VIOLAÇÃO DOS ARTS. 11, 489 E 1.022 DO CPC/2015.
ALEGAÇÕES GENÉRICAS. SÚMULA 284/STF. AUSÊNCIA DE
PREQUESTIONAMENTO DOS DISPOSITIVOS TIDOS POR
VIOLADOS. SÚMULA 211/STJ. FUNDAMENTO AUTÔNOMO
NÃO IMPUGNADO. SÚMULA 283/STF. PENHORA DE
DINHEIRO. VERBA IMPRESCINDÍVEL À MANUTENÇÃO
DAS ATIVIDADES DA ENTIDADE BENEFICENTE. REVISÃO.
IMPOSSIBILIDADE. SÚMULA 7/STJ. RECURSO ESPECIAL
NÃO CONHECIDO.
Trata-se de recurso especial interposto com fundamento no artigo 105, III,
“a", da Constituição Federal, contra acórdão proferido pelo TRF da 4ª Região,
assim ementado (fl. 38):
AGRAVO DE INSTRUMENTO. EXECUÇÃO FISCAL. PENHORA DE
DINHEIRO. SISBAJUD. IMPENHORABILIDADE. ENTIDADE
BENEFICENTE DE ASSISTÊNCIA SOCIAL (APAE). VERBA
IMPRESCINDÍVEL À MANUTENÇÃO DAS ATIVIDADES. PREJUÍZO À
COMUNIDADE.
1. É de se reconhecer a necessidade de compatibilização dos interesses do
credor com a função social exercida pela parte executada, notadamente
quando o bloqueio de ativos acarreta entraves ao funcionamento da entidade,
prejudicando a comunidade atendida pelos serviços prestados.
2. Caso em que o valor bloqueado corresponde a mais da metade da receita
bruta mensal obtida pela entidade, sendo, portanto, imprescindível à
manutenção das atividades de assistência social desenvolvidas.
Embargos de declaração rejeitados.
O recorrente alega violação do artigos 11, 489, §1º, I a IV e 1.022, II, do
CPC/2015, ao argumento de que: (i)) a Corte de origem não se manifestou a
respeito da questão suscitada nos embargos declaratórios; (ii) "a decisão do evento
16 não se pronuncia sobre os termos do recurso manejado no evento 9, mas apenas
se limita a transcrever comando anteriormente proferido nos autos" (fl. 70).

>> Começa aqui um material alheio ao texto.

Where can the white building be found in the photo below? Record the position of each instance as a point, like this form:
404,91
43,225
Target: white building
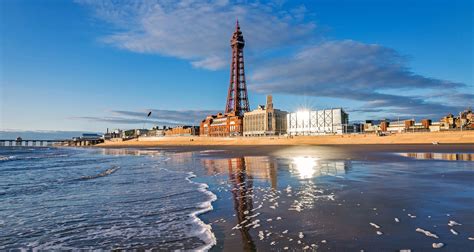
318,122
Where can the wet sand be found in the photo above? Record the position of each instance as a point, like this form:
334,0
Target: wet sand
336,198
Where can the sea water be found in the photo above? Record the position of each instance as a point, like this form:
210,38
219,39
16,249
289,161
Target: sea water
297,198
54,198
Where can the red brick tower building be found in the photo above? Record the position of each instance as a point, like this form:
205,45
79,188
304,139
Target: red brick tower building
237,98
231,122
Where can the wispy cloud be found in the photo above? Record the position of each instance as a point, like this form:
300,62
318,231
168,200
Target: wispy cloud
158,117
199,31
351,70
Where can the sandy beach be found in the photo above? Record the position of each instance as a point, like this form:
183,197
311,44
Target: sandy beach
464,137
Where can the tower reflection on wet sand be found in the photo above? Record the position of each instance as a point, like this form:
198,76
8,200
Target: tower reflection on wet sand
242,171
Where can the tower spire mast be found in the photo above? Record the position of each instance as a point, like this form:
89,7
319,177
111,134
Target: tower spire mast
237,98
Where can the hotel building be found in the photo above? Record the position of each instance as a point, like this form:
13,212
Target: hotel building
265,120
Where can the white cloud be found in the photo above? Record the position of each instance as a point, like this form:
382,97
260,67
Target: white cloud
199,31
370,73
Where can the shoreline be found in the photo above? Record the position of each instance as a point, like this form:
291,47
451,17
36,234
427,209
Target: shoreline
421,138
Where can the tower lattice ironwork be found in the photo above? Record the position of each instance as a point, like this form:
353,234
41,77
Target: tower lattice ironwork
237,98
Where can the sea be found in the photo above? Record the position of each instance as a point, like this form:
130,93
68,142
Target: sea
287,198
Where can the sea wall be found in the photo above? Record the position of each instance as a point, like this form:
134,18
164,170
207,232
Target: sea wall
464,137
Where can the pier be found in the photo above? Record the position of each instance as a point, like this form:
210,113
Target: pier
48,143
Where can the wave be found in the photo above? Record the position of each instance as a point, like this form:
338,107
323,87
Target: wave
205,234
102,174
6,158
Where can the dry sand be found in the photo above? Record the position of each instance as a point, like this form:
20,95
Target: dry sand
464,137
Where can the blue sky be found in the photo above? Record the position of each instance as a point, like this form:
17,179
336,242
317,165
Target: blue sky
91,65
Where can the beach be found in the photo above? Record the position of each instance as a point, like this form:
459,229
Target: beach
239,198
452,137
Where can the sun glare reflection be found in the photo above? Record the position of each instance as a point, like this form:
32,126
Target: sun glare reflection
304,166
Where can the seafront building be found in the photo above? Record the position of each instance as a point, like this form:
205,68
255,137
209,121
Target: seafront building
317,122
221,125
182,131
265,120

Argumenta que "nos termos do constante dos arts. 11, I da Lei nº 6.830/80 e
835, I, do CPC, a penhora sobre dinheiro prefere em relação às demais
modalidades" (fl. 70).
Acrescenta que "a Primeira Seção deste C. Superior Tribunal de Justiça, no
julgamento do recurso especial representativo de controvérsia nº 1.184.765/PA,
firmou o entendimento de que é possível, no âmbito da execução fiscal, a penhora
de ativos financeiros do devedor como primeiro esforço tendente à garantia da
dívida, não havendo necessidade de a Fazenda esgotar os meios ordinários de
busca de bens do devedor antes da adoção de tal providência. Há que se observar o
comando em questão, sob pena de ofensa ao constante dos arts. 11, 927, III e 489,
§ 1º, V e VI, todos do CPC" (fls. 70-71).
Sustenta que "a União não se opõe à aplicabilidade da regra de
impenhorabilidade de valores, mas é preciso que se reconheça a necessidade de
prova da qualidade das quantias depositadas. Incide na espécie o art. 373, I do
CPC" (fl. 71).
Assevera, por fim, que "a prova dos autos milita em favor da manutenção
da penhora sobre quantia, a teor do respeito aos arts. 854 e 371 do CPC" (fls. 71-
72).
Com contrarrazões.
Juízo positivo de admissibilidade à fl. 84.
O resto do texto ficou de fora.